Local food and local music weren’t always on the menu though. A fabulous Italian restaurant had a performer dishing out a jazz influenced ‘Purple Haze’ and on another evening there was a rendition of ‘Hey Joe’ by a decent band in another rooftop bar. It was almost as if Jimi Hendrix was there. In spirit at least.  


All that lazing around made me restless for an expedition. We decided to visit Jimi’s dunes. At the far end of the bay, over the River Oued Ksob and close to the village of Diabat, a series of fescue and grassy sand dunes tumbled into the bay. Just beyond was Borj el Baroud, a ruined fortified watchtower that becomes visible and accessible at low tide. This, according to local folklore (well, a couple of travel websites anyway), was the inspiration for the Hendrix track ‘Castles Made of Sand’ on the Axis: Bold As Love album. As anyone who has the merest passing acquaintance with rock ‘n’ roll chronology knows, this album hit the racks in 1967. Jimi didn’t check in to the pink-walled city until 1969. The local tourist board surpassed themselves with this one.

Our adventure had intended to take in a pool/bar complex at the far end of the bay to cool off over lunch. We couldn’t find it (though later I realised we were very close to the Jimi Hendrix hotel in Diabat!) Instead we found ourselves on an unused track skirting around the back of the bay, past a few abandoned buildings. The immediate prospect did not look too promising. No matter. With my innate geographer’s skills, I instinctively took charge. We negotiated the dunes, rocks and water hazards with ease.
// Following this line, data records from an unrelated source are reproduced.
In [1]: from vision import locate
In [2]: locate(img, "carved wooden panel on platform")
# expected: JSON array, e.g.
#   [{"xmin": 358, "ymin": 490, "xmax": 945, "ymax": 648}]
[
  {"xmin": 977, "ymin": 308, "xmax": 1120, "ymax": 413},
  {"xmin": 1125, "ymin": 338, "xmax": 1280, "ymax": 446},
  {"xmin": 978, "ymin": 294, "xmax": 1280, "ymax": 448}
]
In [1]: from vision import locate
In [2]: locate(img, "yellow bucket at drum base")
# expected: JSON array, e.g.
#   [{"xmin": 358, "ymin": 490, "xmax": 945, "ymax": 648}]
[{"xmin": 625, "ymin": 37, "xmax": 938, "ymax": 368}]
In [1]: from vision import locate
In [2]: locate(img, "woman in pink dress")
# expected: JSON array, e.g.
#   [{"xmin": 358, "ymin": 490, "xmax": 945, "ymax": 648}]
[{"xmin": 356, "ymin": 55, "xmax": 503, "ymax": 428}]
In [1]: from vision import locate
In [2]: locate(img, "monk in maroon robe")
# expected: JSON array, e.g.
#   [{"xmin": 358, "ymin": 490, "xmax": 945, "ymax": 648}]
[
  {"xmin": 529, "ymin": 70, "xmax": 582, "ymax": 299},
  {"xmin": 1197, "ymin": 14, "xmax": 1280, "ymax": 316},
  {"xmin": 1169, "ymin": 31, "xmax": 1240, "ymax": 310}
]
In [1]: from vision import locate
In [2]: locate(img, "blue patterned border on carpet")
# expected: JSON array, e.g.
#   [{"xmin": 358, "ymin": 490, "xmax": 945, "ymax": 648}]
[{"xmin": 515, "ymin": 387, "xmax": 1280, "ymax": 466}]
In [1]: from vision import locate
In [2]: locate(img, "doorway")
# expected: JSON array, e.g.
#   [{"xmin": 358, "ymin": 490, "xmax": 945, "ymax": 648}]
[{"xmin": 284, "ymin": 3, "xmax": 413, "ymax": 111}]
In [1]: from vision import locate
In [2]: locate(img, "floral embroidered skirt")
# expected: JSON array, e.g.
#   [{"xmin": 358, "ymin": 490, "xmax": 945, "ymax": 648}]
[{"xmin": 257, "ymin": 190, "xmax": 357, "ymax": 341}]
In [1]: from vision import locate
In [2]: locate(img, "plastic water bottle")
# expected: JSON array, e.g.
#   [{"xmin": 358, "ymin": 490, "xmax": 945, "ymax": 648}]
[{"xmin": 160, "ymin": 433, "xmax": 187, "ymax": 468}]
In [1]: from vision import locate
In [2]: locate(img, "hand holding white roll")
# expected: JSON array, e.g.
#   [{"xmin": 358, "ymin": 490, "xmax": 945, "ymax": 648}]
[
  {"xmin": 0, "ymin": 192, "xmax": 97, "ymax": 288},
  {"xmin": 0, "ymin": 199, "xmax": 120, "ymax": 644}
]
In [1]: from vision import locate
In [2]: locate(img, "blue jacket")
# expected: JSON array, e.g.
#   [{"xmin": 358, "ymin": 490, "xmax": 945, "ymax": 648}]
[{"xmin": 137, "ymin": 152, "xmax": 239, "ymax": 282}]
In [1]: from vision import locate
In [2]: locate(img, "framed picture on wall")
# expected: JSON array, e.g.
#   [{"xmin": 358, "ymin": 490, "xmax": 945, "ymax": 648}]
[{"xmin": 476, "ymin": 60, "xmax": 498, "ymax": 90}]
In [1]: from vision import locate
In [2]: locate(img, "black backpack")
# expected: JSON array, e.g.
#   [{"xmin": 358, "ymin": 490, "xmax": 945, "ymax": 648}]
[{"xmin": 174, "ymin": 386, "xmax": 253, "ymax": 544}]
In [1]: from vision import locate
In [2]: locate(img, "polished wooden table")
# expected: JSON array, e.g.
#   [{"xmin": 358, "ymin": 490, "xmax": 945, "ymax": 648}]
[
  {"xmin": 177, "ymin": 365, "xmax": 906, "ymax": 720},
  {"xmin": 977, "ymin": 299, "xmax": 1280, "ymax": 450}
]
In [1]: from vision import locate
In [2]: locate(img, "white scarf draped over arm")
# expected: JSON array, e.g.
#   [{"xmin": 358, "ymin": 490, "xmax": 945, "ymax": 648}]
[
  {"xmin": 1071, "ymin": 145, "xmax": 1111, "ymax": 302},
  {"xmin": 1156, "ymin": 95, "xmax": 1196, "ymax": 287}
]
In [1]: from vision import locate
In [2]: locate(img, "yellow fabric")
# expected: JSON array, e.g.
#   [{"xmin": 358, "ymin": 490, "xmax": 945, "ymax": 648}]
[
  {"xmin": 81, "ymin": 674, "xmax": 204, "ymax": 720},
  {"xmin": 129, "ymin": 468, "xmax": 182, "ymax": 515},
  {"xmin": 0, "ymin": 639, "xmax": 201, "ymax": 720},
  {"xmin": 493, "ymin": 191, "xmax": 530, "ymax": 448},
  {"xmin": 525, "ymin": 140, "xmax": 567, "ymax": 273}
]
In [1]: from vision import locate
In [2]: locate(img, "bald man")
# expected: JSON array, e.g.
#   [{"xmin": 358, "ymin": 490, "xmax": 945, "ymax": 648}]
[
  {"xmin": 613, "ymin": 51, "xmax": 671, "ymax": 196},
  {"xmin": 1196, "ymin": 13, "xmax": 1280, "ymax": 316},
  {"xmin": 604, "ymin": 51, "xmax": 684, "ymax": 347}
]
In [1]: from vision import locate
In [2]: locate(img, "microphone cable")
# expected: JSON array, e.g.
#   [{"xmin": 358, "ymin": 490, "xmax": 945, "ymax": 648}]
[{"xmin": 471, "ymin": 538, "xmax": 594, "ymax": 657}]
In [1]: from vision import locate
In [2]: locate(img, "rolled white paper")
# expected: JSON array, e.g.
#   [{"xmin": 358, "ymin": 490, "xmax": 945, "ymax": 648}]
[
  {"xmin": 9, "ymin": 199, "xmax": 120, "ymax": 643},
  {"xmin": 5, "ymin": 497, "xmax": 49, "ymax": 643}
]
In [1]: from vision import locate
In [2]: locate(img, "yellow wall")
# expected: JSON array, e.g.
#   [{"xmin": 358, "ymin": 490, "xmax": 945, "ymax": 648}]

Not without some dissent from the troops behind though.

“This is the Sahara. This is the actual Sahara! What are we even doing here?”

“That’s a skeleton. Like an animal’s died here from exhaustion. It’s a warning sign!” (It was a dead gull…)

“I’m hallucinating! I can see a lake!” (The shimmering vista was the River Oued Ksob)

“I’ll be alright. I have half a bottle of water. I’m not sharing though.”

And so it went on.

We crested reed-anchored dunes to see the entirety of the glorious bay laid out before us and the base of Jimi’s ruins lapped by gentle waves. “I have led my people to salvation!” I declared. More groans of derision. Daughter No 2 fell to her knees and looked skywards. Relief, thanks or exhaustion: we may never know. A croque monsieur and a bottle of pop in the nearby ‘Beach Friends’ bar seemed to restore spirits. Life on the edge.


Beach activities in Essaouira didn’t actually extend to sandcastle-making, despite Hendrix’s tenuous contribution to the subject. I saw a poor attempt at a boat carved in the packed sand with a stick, but that was about it. If this was Britain, there would be curtain walls with crenellations, motte and baileys, and moats filled with seawater every few yards. Maybe now we are in Brexit mode we should build real castles again to fortify against the dreaded continental invasion. That way I’d get even better value out of my English Heritage membership. I knew there would be a Brexit brightside if I looked hard enough.

And with that cheery thought, we headed back to dear old Europhobic Blighty.